Functions All the Way Down
1.2% success — Pattern matching collapses without compositional reasoning.
What if we remove variables entirely?
Unlambda (David Madore) is pure combinator calculus. No variable names, no lambda abstractions—just function application and primitive combinators.
Everything is a function. Numbers are functions. Booleans are functions. Data structures are functions. Computation happens through reduction, not substitution.
i — Identity: ix → x
k — Constant: kxy → x (keep first, discard second)
s — Substitution: sxyz → xz(yz) (composition)
S and K alone are Turing-complete. Everything else is convenience.
Programs execute through pattern matching:
No variable substitution. Just combinators transforming into other combinators.
Booleans: true = k, false = ``ski
Numbers: Church numerals (iteration functions)

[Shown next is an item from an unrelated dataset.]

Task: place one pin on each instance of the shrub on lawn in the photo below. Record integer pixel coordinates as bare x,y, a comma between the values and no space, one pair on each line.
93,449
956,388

Pairs: Encoded as selector functions
Schönfinkel proved in 1924 that S and K are Turing-complete. Variables are human convenience, not computational necessity. Lambda calculus can be mechanically translated to SK combinators.
With Python (millions of examples), LLMs fake reasoning through pattern matching. With Unlambda (thousands of examples), they achieve only 1.2% success. They can't compose functions from first principles—they need to have seen similar code before.

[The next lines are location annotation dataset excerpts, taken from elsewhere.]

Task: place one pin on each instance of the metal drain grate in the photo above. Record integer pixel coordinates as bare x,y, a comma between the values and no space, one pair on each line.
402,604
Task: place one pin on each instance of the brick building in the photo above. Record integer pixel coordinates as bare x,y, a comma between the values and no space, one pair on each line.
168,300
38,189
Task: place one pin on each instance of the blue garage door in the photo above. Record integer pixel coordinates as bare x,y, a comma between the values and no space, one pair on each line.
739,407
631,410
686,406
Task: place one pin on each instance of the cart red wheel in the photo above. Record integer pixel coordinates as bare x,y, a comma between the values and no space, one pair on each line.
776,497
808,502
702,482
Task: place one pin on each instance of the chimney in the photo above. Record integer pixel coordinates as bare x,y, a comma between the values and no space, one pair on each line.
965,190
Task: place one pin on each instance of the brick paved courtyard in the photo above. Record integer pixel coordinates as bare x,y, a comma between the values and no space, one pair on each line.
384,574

In Unlambda, the program structure directly determines what it computes. Every character matters. You can't generate syntactically valid but semantically wrong code—if the syntax is wrong, it won't compile.

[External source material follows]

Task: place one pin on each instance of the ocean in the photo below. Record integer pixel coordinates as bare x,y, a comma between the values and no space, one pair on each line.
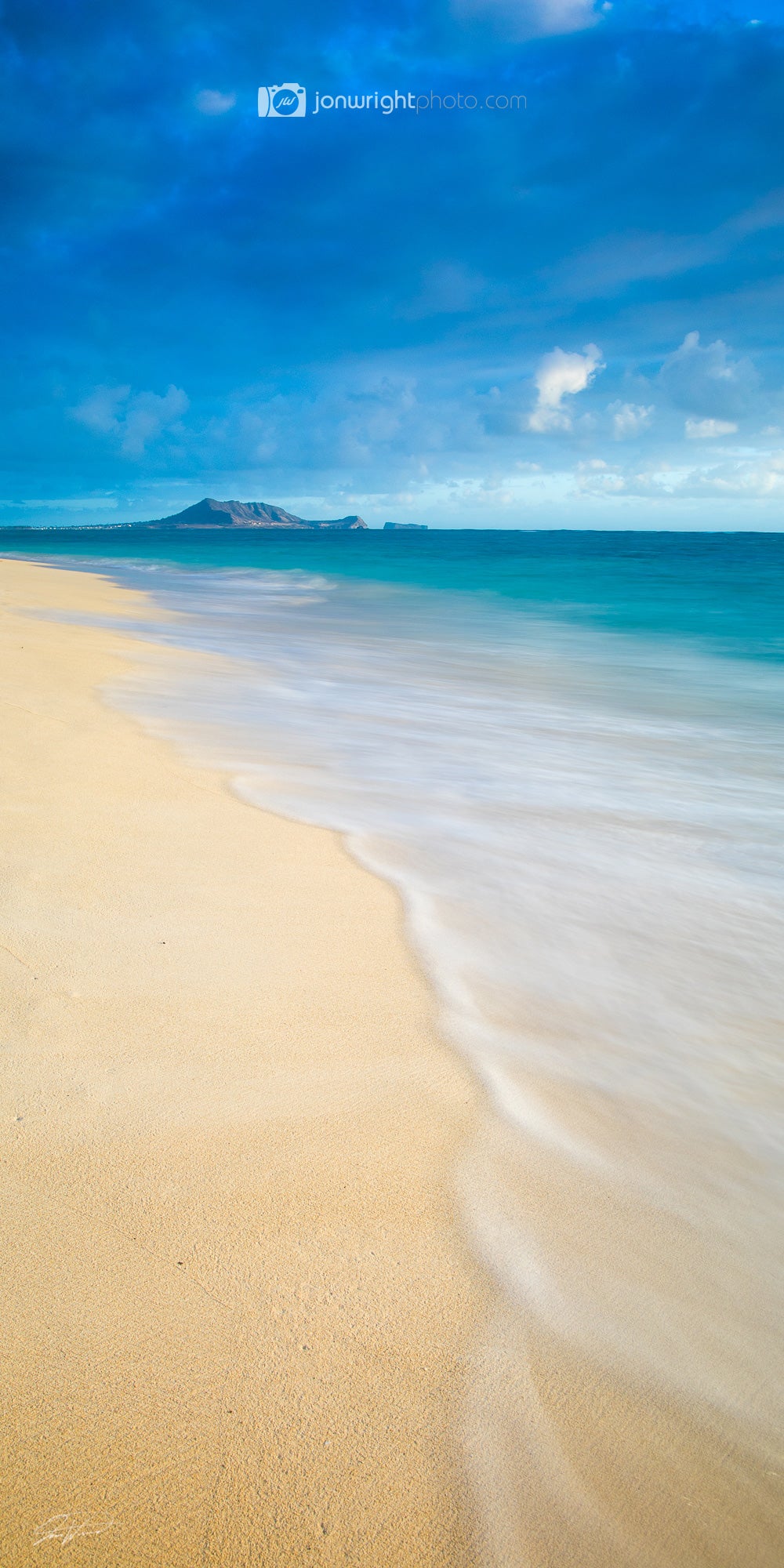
567,752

EsoLang-Bench (2026) tested Unlambda across 80 problems. Best result: GPT-5.2 at 1.2%.
The Failure Mode: Most errors are compile-time failures. Models can't even produce valid combinator expressions, let alone correct ones.
Deep Nesting: Tracking arity through ``s``s``ski requires precise logical reasoning.
No Scaffolding: Training data is 5,000-100,000× scarcer than Python. Statistical learning breaks down.
This isn't a training problem—it's a fundamental limitation. Transformers do correlation mining, not deductive reasoning. Compositional logic requires genuine understanding, not pattern matching.
Each language reveals different failure modes:
Brainfuck: 6.2% — Imperative, stateful tape
Whitespace: 0.0% — Can't tokenize invisible syntax
Unlambda: 1.2% — Can't reason about function composition
Befunge: 11.2% — Can't navigate 2D space
Unlambda and Brainfuck are opposite paradigms: imperative mutation vs functional reduction. Both minimal, both Turing-complete, both defeat LLMs through different cognitive demands.